Adding questions and answers directly to an index - Amazon Kendra

Adding questions and answers directly to an index

You can add questions and answers (FAQs) directly to your index using the console or the CreateFaq operation. You put the data for the FAQ in a file that you store in an Amazon Simple Storage Service (Amazon S3) bucket. You can use comma-separated values (.csv) files or JSON files as input for your FAQ, as follows:

  • Basic .csv – A .csv file where each line contains a question, answer, and an optional URL with more information about the answer.

  • Custom .csv – A .csv file that contains questions, answers, and a header that defines custom attributes that you can use to facet, display, or sort FAQ responses. You can also define access control attributes to limit the FAQ response to certain users and groups.

  • JSON – A JSON file that contains questions, answers, and, optionally, custom and access control attributes. You can define attributes to facet, display. and sort FAQ responses, or access control attributes that limit the FAQ response to certain users and groups.

For example, the following is a basic .csv file that provides answers to questions about the height of buildings in Seattle.

What is the height of the Space Needle?, 605 feet, https://www.spaceneedle.com/ How tall is the Space Needle?, 605 feet, https://www.spaceneedle.com/ What is the height of the Smith Tower?, 484 feet, https://www.smithtower.com How tall is the Smith Tower, 484 feet, https://www.smithtower.com/

When you use a custom .csv or JSON file for input, you can declare custom attributes for your FAQ questions. For example, you can create a custom attribute that assigns each FAQ question a department. When the FAQ is returned in a response, you can use the department as a facet to narrow the search.
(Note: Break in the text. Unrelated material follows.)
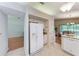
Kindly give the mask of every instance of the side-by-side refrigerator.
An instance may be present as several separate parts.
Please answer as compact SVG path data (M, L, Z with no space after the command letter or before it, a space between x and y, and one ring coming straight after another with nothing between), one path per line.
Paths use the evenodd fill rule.
M43 48L43 24L30 23L29 53L33 54Z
A custom attribute must map to an index field. You can use a built-in field, or you can specify a custom index field. When you use the console, you use the Facet definition page to create an index field. When you use the API, you must first create an index field using the UpdateIndex operation.

The attribute type in the FAQ file must match the type of the associated index field. For example, the built in _authors field is a STRING_LIST type field, so you must provide values for the _authors field as a string list in your FAQ file. You can check the type of index fields using the Facet definition page in the console or by using the DescribeIndex operation.

When you create an index field that maps to a custom attribute, you can mark it displayable, facetable, or sortable. You can't make a custom attribute searchable.

In addition to custom attributes that you provide, you can also use the following built-in attributes in a custom .csv or JSON file:

  • _authors (String list) – A list of authors of the answers to the FAQ question.

  • _category (String) – A category that groups the answers to FAQ questions with other similar documents.

  • _created_at (ISO 8601-encoded string) – The date and time that the FAQ question was created. The date and time should be ISO 8601-encoded strings. For example, 2020-09-15T22:40:46-08:00.

  • _last_updated_at (ISO 8601-encoded string) – The date and time that the FAQ question was updated. The date and time should be ISO 8601-encoded strings. For example, 2020-09-15T22:40:46-08:00.

  • _source_uri (String) – A URL for a document with more information about the FAQ answer.

  • _version (String) – The version of the FAQ question.

  • _view_count (Long) – The number of times that the FAQ question has been viewed in search results.

Basic .csv file

Use a basic .csv file when you want to use a simple structure for your FAQs. In a basic .csv file, each line has two or three fields: question, answer, and an optional source URI that points to a document with more information.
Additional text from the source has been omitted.